Lupus, also called Systemic Lupus Erythematosus (SLE), is a chronic inflammatory condition that can affect any part of the body. It is an autoimmune condition in which the body’s immune system attacks healthy cells. It is characterized by unpredictable flares (increase in disease activity) and periods of remission (improved symptoms).
The prevalence of lupus in the United States is 20 to 150 cases per 100,000 people. It is more common in women and in African Americans, Hispanics and Asian Americans.
Lupus’ exact cause is unknown. It is believed to occur with an inherited predisposition for lupus and exposure to an environmental trigger, such as infection. More than 50 genes have been identified that are associated with Lupus. Estrogen hormone is also thought to be a contributor to causing lupus, explaining why it is prevalent in women.
People with lupus demonstrate various signs and symptoms, ranging from mild joint and skin involvement to involvement of kidneys, blood and the nervous system. Many people with Lupus do not exhibit all the symptoms.
Symptoms of Lupus
Fatigue or extreme exhaustion are the most common symptoms, and occur in almost all people.
Fever occurring in people who have lupus may due to a flare, infection, or drug reaction.
Muscle ache and muscle weakness
Muscle aches are common in people with lupus. However, muscle weakness is uncommon.
People with lupus may experience weight loss or gain. Unintentional weight loss occurs because of decreased appetite, side effects from medications (Hydroxychloroquine or Diuretics), and any associated gastrointestinal disease (Peptic Ulcer Disease, Pancreatitis or Gastroesophageal Reflux).
Weight gain may occur if there is salt and water retention due to kidney involvement, or an increase in appetite associated with steroid use.
Joint pain and swelling
Joint pain and swelling occur in 90% of people with lupus. The joints that are commonly affected are the knees, carpal joints, and joints of the fingers. Ankles, elbows, shoulders, and hips are less frequently involved. Stiffness of joints may occur in the morning.
- Three kinds of skin rashes are seen with lupus.
- A butterfly-shaped rash on the cheeks and nose that appear after sun exposure.
- Disc-shaped sores which have a tendency to scar.
- Red ring-shaped sores that can occur on skin-exposed areas, such as cheeks or nose, called Malar Rash. Arms and legs can be affected, too.
Mouth and nose ulcers
Ulcers or sores occurring in the mouth and nose are common. These are painless.
Hair loss or thinning hair is observed in people with lupus at some point during the course of the disease
Inflammation of lung tissue, or pleura (the lining that covers the outside of the lungs), causes chest pain. This occurs or worsens when you breathe.
Chest pain can also occur due to Pulmonary Embolism. Pulmonary embolism occurs when arteries leading to the lungs are blocked by blood clots. When this occurs, there is a sudden onset of chest pain and shortness of breath. This requires immediate medical attention.
Raynaud’s Phenomenon (fingers and toes turn white or blue and feel numb when exposed to cold or stress)
An exaggerated response of blood vessels in digital (fingers and toes) arteries can occur in response to cold temperature or emotional stress. These cause fingers or toes to change colors (white and blue).
Difficulty or painful swallowing, heartburn, or regurgitation (return of partly digested food from the stomach to the mouth)

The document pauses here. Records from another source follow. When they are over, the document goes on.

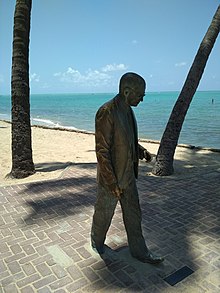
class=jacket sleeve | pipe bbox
[95,106,117,185]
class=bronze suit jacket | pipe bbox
[95,95,139,189]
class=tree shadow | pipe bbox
[35,162,71,172]
[18,159,220,292]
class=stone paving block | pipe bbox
[33,275,56,289]
[35,263,52,277]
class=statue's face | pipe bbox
[125,86,145,107]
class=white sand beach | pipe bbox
[0,121,220,186]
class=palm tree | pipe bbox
[152,6,220,176]
[9,0,35,178]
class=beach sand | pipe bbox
[0,121,220,186]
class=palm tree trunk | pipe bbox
[152,6,220,176]
[10,0,35,178]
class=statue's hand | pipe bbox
[144,150,153,163]
[109,183,123,199]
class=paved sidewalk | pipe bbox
[0,163,220,293]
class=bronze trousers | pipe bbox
[91,179,149,258]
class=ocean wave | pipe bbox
[31,118,78,130]
[31,118,60,126]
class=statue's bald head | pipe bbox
[119,72,146,94]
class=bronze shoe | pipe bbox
[136,252,164,264]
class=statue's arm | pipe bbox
[95,108,117,189]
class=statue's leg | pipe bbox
[91,185,118,252]
[120,180,149,258]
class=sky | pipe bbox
[0,0,220,95]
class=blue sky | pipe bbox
[0,0,220,94]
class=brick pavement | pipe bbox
[0,163,220,293]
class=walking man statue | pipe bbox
[91,72,164,264]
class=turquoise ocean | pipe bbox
[0,91,220,149]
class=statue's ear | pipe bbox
[124,87,130,98]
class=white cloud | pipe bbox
[102,63,128,72]
[54,67,111,87]
[175,61,186,67]
[30,73,40,82]
[53,63,127,88]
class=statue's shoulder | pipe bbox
[97,96,117,115]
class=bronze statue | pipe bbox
[91,72,163,264]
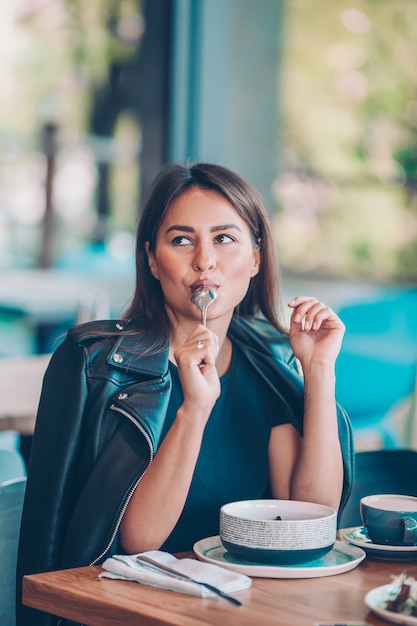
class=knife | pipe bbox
[136,554,242,606]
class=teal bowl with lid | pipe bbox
[219,499,337,565]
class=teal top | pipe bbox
[161,338,296,552]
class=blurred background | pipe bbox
[0,0,417,458]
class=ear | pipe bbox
[145,241,159,280]
[250,247,261,278]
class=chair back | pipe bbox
[0,478,26,626]
[0,448,26,483]
[336,288,417,449]
[339,449,417,528]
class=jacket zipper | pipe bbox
[90,404,154,566]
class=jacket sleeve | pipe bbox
[16,339,87,626]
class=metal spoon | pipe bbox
[136,554,242,606]
[191,287,217,326]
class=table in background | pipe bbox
[0,269,135,353]
[0,354,51,435]
[23,558,417,626]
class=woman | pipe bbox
[18,164,353,625]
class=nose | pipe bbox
[193,243,216,272]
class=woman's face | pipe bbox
[147,187,260,323]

These symptoms can occur is some people with involvement of esophagus.
Abdominal pain, nausea, fullness or feeling full after eating only a small portion of a meal (early satiety)

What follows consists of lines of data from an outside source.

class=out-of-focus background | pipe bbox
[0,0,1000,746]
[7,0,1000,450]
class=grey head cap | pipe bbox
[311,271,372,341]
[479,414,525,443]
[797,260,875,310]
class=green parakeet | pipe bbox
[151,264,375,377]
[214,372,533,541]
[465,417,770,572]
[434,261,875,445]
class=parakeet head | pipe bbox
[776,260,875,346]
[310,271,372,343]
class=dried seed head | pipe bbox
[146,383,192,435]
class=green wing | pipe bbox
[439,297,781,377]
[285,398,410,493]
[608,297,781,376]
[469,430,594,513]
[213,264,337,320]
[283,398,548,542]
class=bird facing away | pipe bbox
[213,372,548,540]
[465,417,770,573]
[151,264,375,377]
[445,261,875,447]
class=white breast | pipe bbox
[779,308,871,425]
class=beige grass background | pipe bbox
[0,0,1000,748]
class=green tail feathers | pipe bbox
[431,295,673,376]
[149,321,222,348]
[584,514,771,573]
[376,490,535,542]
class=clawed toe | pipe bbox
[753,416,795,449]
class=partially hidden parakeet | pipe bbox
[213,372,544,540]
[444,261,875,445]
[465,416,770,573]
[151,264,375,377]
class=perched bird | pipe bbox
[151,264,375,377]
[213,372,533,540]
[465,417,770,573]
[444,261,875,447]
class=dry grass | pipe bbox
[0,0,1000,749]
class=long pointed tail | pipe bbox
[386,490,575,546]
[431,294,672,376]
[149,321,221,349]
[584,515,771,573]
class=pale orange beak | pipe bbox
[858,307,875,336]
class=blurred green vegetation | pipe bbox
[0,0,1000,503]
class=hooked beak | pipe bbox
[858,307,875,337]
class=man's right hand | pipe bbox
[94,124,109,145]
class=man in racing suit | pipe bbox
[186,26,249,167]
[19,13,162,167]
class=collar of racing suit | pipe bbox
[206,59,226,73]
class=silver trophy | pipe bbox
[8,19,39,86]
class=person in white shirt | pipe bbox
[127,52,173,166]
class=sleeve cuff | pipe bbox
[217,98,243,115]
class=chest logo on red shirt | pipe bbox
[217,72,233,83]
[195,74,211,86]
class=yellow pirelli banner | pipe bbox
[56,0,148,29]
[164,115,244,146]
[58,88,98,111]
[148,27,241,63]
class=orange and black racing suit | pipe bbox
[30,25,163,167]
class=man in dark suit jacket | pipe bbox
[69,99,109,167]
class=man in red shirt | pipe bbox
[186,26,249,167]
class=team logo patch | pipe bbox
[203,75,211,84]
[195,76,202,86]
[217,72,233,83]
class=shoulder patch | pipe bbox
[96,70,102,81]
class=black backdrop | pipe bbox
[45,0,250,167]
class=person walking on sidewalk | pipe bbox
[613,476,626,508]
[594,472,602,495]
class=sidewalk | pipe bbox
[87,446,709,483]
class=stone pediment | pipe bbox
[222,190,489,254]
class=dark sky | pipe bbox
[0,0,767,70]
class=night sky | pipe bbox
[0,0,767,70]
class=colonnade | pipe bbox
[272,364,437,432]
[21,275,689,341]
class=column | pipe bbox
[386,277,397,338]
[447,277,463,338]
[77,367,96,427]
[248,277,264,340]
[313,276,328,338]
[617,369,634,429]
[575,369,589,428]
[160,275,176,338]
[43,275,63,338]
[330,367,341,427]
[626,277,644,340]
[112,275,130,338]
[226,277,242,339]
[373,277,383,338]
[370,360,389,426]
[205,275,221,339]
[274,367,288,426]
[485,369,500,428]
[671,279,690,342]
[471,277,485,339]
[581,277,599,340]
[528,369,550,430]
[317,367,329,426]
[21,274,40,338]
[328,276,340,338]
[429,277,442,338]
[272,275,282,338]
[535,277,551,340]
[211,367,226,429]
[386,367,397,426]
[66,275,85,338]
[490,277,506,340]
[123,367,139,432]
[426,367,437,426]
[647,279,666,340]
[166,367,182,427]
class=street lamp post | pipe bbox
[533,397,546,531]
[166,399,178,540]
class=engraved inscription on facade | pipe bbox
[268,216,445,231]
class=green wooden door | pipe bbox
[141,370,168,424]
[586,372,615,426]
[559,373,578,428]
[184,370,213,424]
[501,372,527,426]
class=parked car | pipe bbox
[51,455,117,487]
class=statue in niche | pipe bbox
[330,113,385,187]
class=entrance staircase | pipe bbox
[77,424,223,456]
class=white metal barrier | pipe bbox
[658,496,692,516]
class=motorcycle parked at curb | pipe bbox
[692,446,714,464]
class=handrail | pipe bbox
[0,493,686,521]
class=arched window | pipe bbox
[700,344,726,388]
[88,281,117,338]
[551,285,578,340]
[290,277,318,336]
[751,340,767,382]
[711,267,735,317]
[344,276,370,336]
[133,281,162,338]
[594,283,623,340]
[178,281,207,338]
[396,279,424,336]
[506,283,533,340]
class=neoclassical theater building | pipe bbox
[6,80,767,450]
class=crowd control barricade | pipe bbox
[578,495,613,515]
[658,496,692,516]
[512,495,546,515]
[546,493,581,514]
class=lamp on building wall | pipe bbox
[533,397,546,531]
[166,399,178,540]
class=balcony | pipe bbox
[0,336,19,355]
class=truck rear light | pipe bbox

Peptic Ulcer Disease or ulcers in the stomach and initial part of the small intestine can occur in some people with Lupus showing these symptoms.

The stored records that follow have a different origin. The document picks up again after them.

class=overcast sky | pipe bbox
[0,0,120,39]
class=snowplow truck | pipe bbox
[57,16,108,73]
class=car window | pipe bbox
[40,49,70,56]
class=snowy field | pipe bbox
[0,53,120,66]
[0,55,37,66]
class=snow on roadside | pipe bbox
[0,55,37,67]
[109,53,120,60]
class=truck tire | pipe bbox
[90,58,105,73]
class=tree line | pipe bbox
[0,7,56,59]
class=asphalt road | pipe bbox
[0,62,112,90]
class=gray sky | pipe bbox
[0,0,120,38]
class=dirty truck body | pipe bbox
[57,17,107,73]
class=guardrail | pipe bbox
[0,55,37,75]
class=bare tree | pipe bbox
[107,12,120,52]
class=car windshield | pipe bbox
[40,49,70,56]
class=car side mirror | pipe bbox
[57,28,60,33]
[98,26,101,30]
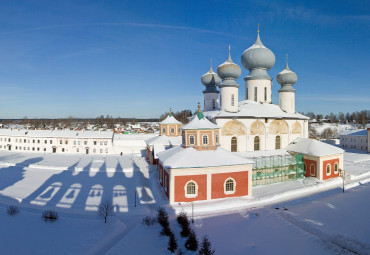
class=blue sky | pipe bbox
[0,0,370,118]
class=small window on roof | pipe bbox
[189,135,195,144]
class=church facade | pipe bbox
[201,29,309,152]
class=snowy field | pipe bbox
[107,184,370,255]
[0,151,370,254]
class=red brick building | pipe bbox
[158,106,253,203]
[286,138,344,181]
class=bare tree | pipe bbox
[98,199,114,223]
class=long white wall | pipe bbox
[339,135,369,152]
[0,135,112,154]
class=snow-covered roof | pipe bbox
[340,129,367,136]
[285,138,344,157]
[0,129,113,139]
[157,146,254,168]
[153,144,166,159]
[145,135,182,146]
[159,113,182,124]
[203,100,310,120]
[237,149,290,159]
[182,112,220,130]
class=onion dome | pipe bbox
[217,45,242,80]
[201,59,221,93]
[217,45,242,87]
[159,108,182,125]
[241,25,275,79]
[276,56,298,85]
[201,64,221,87]
[276,55,298,91]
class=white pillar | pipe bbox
[221,86,239,112]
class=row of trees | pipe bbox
[159,110,193,124]
[304,110,370,125]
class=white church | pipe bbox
[201,31,309,152]
[151,28,343,203]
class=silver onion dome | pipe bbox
[241,30,275,71]
[201,64,221,87]
[217,45,242,80]
[276,56,298,86]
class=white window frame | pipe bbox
[202,135,209,145]
[325,163,331,176]
[310,164,316,176]
[184,180,198,198]
[334,162,339,174]
[189,135,195,145]
[224,177,236,195]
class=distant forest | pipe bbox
[302,110,370,125]
[0,110,370,129]
[0,115,158,129]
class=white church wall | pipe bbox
[245,80,272,103]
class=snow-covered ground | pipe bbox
[107,184,370,255]
[0,150,370,254]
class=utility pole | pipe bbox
[134,189,136,207]
[191,201,194,223]
[339,169,346,193]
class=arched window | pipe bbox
[334,163,338,174]
[185,181,198,197]
[275,135,281,150]
[203,135,208,144]
[231,137,238,152]
[310,164,316,176]
[225,178,235,194]
[254,136,260,151]
[254,87,257,102]
[189,135,195,144]
[326,164,331,175]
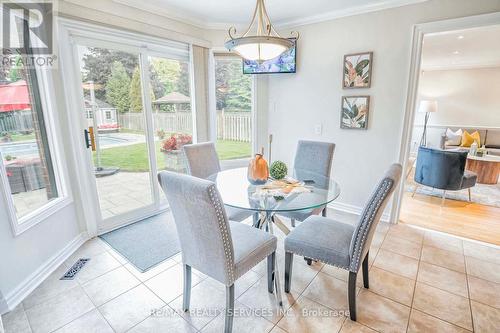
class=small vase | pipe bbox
[247,150,269,185]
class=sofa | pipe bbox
[443,127,500,156]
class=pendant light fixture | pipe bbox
[225,0,298,62]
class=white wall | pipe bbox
[269,0,500,209]
[412,67,500,147]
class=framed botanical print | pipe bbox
[342,52,373,89]
[340,96,370,129]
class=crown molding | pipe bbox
[112,0,429,30]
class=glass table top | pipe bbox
[209,168,340,212]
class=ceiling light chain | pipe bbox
[225,0,299,62]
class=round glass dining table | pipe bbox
[209,168,340,306]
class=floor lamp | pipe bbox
[418,101,437,147]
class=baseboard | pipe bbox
[5,232,88,311]
[328,201,391,223]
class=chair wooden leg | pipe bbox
[362,252,370,289]
[285,252,293,293]
[182,265,191,311]
[224,284,234,333]
[267,252,276,294]
[441,191,446,206]
[347,272,358,321]
[411,184,418,198]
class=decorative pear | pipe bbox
[247,147,269,185]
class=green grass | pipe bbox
[94,140,252,172]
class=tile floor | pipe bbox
[2,213,500,333]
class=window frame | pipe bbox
[0,58,73,237]
[209,48,258,169]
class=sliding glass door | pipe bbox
[71,38,193,231]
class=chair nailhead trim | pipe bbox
[349,178,394,272]
[208,184,235,285]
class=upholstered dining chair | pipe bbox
[412,147,477,206]
[158,171,281,333]
[285,164,402,321]
[183,142,254,222]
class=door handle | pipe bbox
[83,129,92,149]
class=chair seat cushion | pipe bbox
[229,221,278,279]
[225,206,253,222]
[461,170,477,189]
[285,215,354,269]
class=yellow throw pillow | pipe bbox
[460,131,481,147]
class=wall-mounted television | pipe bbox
[243,38,297,74]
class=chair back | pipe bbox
[182,142,220,179]
[158,171,234,285]
[415,147,467,190]
[349,163,402,273]
[293,140,335,187]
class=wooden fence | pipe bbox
[0,110,33,133]
[119,110,252,142]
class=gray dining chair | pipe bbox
[285,163,402,321]
[158,171,281,333]
[183,142,254,222]
[280,140,335,228]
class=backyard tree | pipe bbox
[82,47,139,99]
[105,61,130,113]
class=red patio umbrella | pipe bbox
[0,80,31,112]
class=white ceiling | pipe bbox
[421,26,500,70]
[113,0,428,29]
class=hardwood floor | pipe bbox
[400,193,500,246]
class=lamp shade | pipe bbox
[418,101,437,113]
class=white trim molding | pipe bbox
[391,12,500,226]
[5,233,88,311]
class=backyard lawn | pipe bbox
[94,140,252,172]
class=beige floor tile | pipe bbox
[99,285,165,332]
[421,245,465,273]
[373,249,418,280]
[303,272,352,312]
[417,262,469,297]
[56,309,113,333]
[424,231,464,254]
[464,241,500,265]
[82,266,140,306]
[339,318,377,333]
[26,286,94,333]
[278,296,345,333]
[125,259,177,282]
[468,276,500,309]
[2,304,31,333]
[128,306,196,333]
[169,280,229,330]
[23,265,78,309]
[471,301,500,333]
[465,256,500,283]
[238,276,299,324]
[387,223,424,244]
[357,289,410,332]
[201,303,274,333]
[76,252,121,283]
[144,264,201,303]
[359,267,415,306]
[413,282,472,330]
[381,235,422,260]
[206,271,261,298]
[408,309,470,333]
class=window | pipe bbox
[0,55,62,223]
[215,55,253,160]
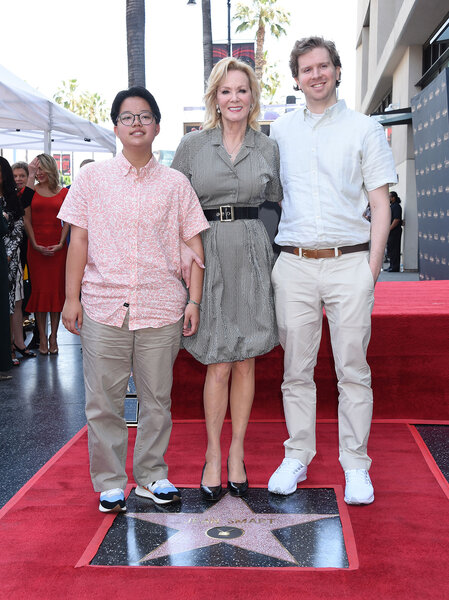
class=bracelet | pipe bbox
[187,299,201,310]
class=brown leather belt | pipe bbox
[281,242,369,258]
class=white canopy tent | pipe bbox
[0,65,116,154]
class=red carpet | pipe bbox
[173,281,449,420]
[0,422,449,600]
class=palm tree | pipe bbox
[201,0,213,90]
[234,0,290,81]
[126,0,145,87]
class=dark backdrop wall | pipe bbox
[411,69,449,280]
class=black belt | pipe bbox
[204,204,259,223]
[281,242,369,258]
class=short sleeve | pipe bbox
[178,179,209,241]
[266,138,282,202]
[171,134,192,181]
[362,119,397,192]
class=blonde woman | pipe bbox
[24,154,69,355]
[172,58,282,501]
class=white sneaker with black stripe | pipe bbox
[268,458,307,496]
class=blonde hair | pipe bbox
[37,154,59,193]
[203,57,260,131]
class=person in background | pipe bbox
[24,154,69,355]
[59,86,208,512]
[11,162,39,358]
[268,37,396,504]
[0,211,13,381]
[172,58,282,501]
[387,192,402,273]
[0,156,36,366]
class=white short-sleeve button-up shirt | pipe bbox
[270,100,397,248]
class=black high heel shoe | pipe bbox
[13,344,36,358]
[227,459,249,498]
[200,463,223,502]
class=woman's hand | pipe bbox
[62,299,83,335]
[182,303,200,337]
[47,242,64,255]
[180,240,205,288]
[28,156,39,178]
[32,243,54,256]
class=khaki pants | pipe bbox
[81,313,182,492]
[272,252,374,470]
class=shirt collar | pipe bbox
[116,152,159,177]
[300,100,346,119]
[211,127,256,148]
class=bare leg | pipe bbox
[11,300,25,350]
[228,358,255,483]
[203,363,232,487]
[48,313,61,354]
[34,312,48,354]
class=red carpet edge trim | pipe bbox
[75,484,360,573]
[75,483,134,569]
[0,425,87,519]
[408,425,449,500]
[172,417,449,427]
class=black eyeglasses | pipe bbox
[118,110,154,127]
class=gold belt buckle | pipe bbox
[220,205,234,223]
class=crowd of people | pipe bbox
[0,37,400,512]
[0,154,82,380]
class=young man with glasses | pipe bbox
[268,37,396,504]
[59,87,208,512]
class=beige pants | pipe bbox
[81,313,182,492]
[272,252,374,470]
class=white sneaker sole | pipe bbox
[136,485,181,504]
[345,494,374,506]
[98,503,126,512]
[268,473,307,496]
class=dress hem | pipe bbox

Headache, brain fog (confusion, trouble concentrating) and seizures
Involvement of the nervous system can cause headache, brain fog and seizures.
Dry, red eyes
Dryness, discomfort, eye pain, sensitivity to light, and the feeling of something in the eyes can be symptoms of Keratoconjunctivitis sicca, a condition associated with lupus.
The challenges in living with lupus can cause anxiety and stress. Learning all about lupus, sharing how you feel with caring family and friends, meditation and yoga can all help you cope.
Also, seeing your doctor regularly, being sun smart, getting consistent exercise, eating a healthy diet, and not smoking are some of the many measures you can take to prevent a lupus flare.